Games in the training set: 3,936 (80%)
Games in the test set: 1,036 (20%)

Note that games against out-of-state opponents were excluded, as team strength indicators for these opponents are not reliably available from the IHSA. In addition, games that were forfeited (based on a 1-0 score) were also excluded from the dataset, as these games do not reflect team strength in any way.

DOWNLOAD the complete dataset.

These other models could lead to more reliable predictions. If outcomes depend on subtle, non-linear interactions (e.g., between enrollment, the strength of schedule, and home-field advantage), XGBoost can capture these relationships better than linear models. XGBoost also provides detailed feature importance metrics, helping to refine which variables matter most.

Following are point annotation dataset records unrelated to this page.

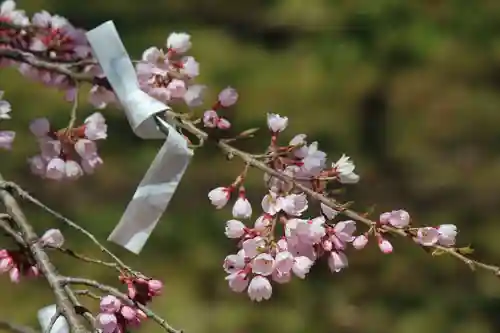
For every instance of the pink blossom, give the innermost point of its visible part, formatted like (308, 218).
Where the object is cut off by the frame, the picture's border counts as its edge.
(276, 123)
(177, 88)
(210, 119)
(447, 234)
(242, 208)
(396, 218)
(253, 246)
(235, 229)
(238, 281)
(53, 238)
(86, 148)
(6, 262)
(284, 261)
(107, 322)
(294, 204)
(95, 127)
(5, 107)
(72, 170)
(15, 275)
(344, 168)
(281, 277)
(329, 213)
(228, 97)
(223, 124)
(9, 13)
(40, 127)
(190, 67)
(301, 266)
(314, 161)
(263, 264)
(343, 230)
(90, 163)
(6, 139)
(299, 141)
(194, 95)
(155, 56)
(219, 196)
(427, 236)
(271, 204)
(234, 262)
(179, 42)
(262, 223)
(259, 289)
(56, 169)
(360, 242)
(100, 97)
(110, 304)
(384, 245)
(337, 261)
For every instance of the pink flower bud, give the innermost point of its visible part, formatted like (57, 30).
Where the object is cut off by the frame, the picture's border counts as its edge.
(242, 208)
(276, 123)
(385, 246)
(6, 264)
(52, 238)
(128, 313)
(4, 254)
(219, 196)
(107, 322)
(14, 275)
(40, 127)
(33, 271)
(180, 42)
(155, 286)
(234, 229)
(228, 97)
(360, 242)
(110, 304)
(223, 124)
(210, 119)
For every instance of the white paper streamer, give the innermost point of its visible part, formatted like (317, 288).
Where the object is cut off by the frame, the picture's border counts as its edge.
(45, 316)
(160, 182)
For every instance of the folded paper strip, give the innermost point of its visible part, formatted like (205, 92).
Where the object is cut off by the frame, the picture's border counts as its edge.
(160, 182)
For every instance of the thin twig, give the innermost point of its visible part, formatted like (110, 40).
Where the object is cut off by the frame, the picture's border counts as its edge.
(42, 260)
(25, 195)
(15, 328)
(115, 292)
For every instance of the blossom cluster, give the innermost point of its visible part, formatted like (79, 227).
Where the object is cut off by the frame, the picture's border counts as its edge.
(282, 243)
(19, 263)
(67, 153)
(116, 317)
(6, 137)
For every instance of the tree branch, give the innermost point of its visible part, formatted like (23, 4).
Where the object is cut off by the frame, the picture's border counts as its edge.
(30, 238)
(15, 328)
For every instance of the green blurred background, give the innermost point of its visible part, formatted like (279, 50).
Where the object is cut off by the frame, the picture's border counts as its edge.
(409, 89)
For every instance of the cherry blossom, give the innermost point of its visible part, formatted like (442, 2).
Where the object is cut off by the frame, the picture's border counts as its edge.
(276, 123)
(53, 238)
(396, 218)
(179, 42)
(67, 153)
(228, 97)
(345, 170)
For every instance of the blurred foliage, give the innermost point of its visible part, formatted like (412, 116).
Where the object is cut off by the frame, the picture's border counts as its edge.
(409, 89)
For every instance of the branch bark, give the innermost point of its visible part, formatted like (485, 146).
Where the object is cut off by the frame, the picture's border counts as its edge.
(43, 262)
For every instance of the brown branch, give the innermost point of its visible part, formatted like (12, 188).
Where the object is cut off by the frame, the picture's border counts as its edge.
(43, 262)
(124, 298)
(15, 328)
(25, 195)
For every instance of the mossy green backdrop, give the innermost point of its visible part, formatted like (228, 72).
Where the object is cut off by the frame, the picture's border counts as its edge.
(409, 89)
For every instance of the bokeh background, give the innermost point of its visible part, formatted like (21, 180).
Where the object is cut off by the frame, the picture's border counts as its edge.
(409, 89)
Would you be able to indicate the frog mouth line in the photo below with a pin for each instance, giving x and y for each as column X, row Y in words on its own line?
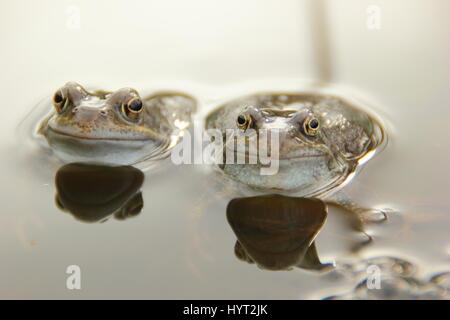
column 95, row 138
column 306, row 156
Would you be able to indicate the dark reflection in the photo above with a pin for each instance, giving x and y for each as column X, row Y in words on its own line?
column 93, row 193
column 277, row 232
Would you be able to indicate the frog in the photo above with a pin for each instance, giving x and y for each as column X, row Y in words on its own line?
column 114, row 128
column 322, row 141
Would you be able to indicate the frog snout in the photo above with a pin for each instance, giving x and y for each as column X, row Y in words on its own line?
column 85, row 115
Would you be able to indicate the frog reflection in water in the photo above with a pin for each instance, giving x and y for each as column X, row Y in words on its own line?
column 277, row 232
column 94, row 193
column 115, row 127
column 322, row 140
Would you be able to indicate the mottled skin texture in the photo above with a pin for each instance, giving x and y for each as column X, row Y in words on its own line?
column 100, row 127
column 310, row 164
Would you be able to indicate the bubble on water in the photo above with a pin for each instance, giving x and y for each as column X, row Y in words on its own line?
column 397, row 281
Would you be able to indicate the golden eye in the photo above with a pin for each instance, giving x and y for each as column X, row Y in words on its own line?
column 59, row 100
column 132, row 108
column 244, row 121
column 311, row 126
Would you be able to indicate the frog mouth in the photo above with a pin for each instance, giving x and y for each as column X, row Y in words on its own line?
column 92, row 138
column 305, row 155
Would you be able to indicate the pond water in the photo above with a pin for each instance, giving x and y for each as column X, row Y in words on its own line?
column 181, row 244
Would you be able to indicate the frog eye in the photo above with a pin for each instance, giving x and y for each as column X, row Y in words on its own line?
column 59, row 100
column 132, row 108
column 311, row 126
column 244, row 121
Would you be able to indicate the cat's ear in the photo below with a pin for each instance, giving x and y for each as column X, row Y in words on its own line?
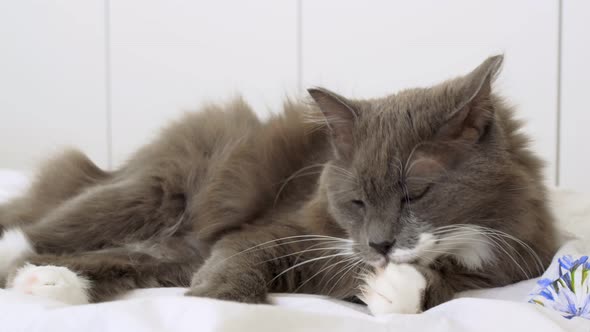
column 474, row 111
column 340, row 116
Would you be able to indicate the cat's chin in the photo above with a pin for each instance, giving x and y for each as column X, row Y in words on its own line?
column 379, row 263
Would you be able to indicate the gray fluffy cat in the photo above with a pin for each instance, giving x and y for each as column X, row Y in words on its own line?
column 400, row 201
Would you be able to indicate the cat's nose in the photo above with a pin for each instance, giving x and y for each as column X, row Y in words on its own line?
column 382, row 247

But while logistic regression is inherently limited to linear relationships between features and log-odds, it remains a powerful baseline model due to its simplicity, interpretability, and efficiency. The insights gained here can guide further refinements, such as exploring non-linear models or adding additional contextual features to improve predictive power. Nonetheless, this model provides a solid foundation for evaluating win probabilities and understanding the factors driving game outcomes.

Model Coefficients

The model considered several features of the dataset provided by the IHSA website. For each team-specific metric, the model considered the coefficient for the team and the team’s opponents. For example, while “Average Points Scored” by a team had a coefficient of 0.1624 (strong positive, meaning teams that scored more points had a fairly good chance of winning a game against a team that hadn’t scored as many points in games, other features being equal), the team’s opponents’ average points scored had a negative coefficient. In other words, the more points a team’s opponents scored, the lower that team’s winning chances were.

Average Points Scored: 0.1624
Average Points Allowed: -0.1594
Strength of Schedule: 0.2684
Secondary Strength of Schedule: 0.4843
Enrollment Ratio: 0.3162
Playing at Home: 0.5313

Home-field Advantage

We note a very strong positive coefficient for “Playing at Home.” Apparently, being the home team increases the odds of winning, other factors being equal. There are several possible explanations for a strong influence of this feature, reflecting the well-documented “home-field advantage” in sports, contributing significantly to the probability of winning. Why does playing at home have such a strong effect?

First, the home team plays the game in a more familiar environment. If field conditions are an issue, the home team knows them better than the away team.

Players on the home team also don’t need to adjust their travel schedules. They generally suffer less from travel fatigue or disruptions in their daily routines. For the away team, these disruptions can reduce performance levels.

Let’s not forget the “12th man” theory, which reflects support from the home crowd. This psychologically boosts the home team and increases player morale and confidence.

Because the 2024 season dataset included results where home teams consistently won more often, the model naturally assigned a strong positive coefficient to the “Playing at Home” feature to reflect this trend. When running the simulations, we set both teams as ‘away’ teams, which led to the reported results.

The Importance of Enrollment

The data also reflect a strong positive coefficient for the “Enrollment Ratio,” simply the enrollment reported by the IHSA for a team divided by the enrollment for the opponent. As expected, schools with higher enrollments tend to win games against schools with lower enrollments in the dataset.

There’s a reason high school athletic associations in the US, like the IHSA, so commonly provide state titles in sports for different “classes” of schools. Schools with similar enrollments should compete against each other for the state title, as this provides the fairest approach possible based on the data from this year in Illinois.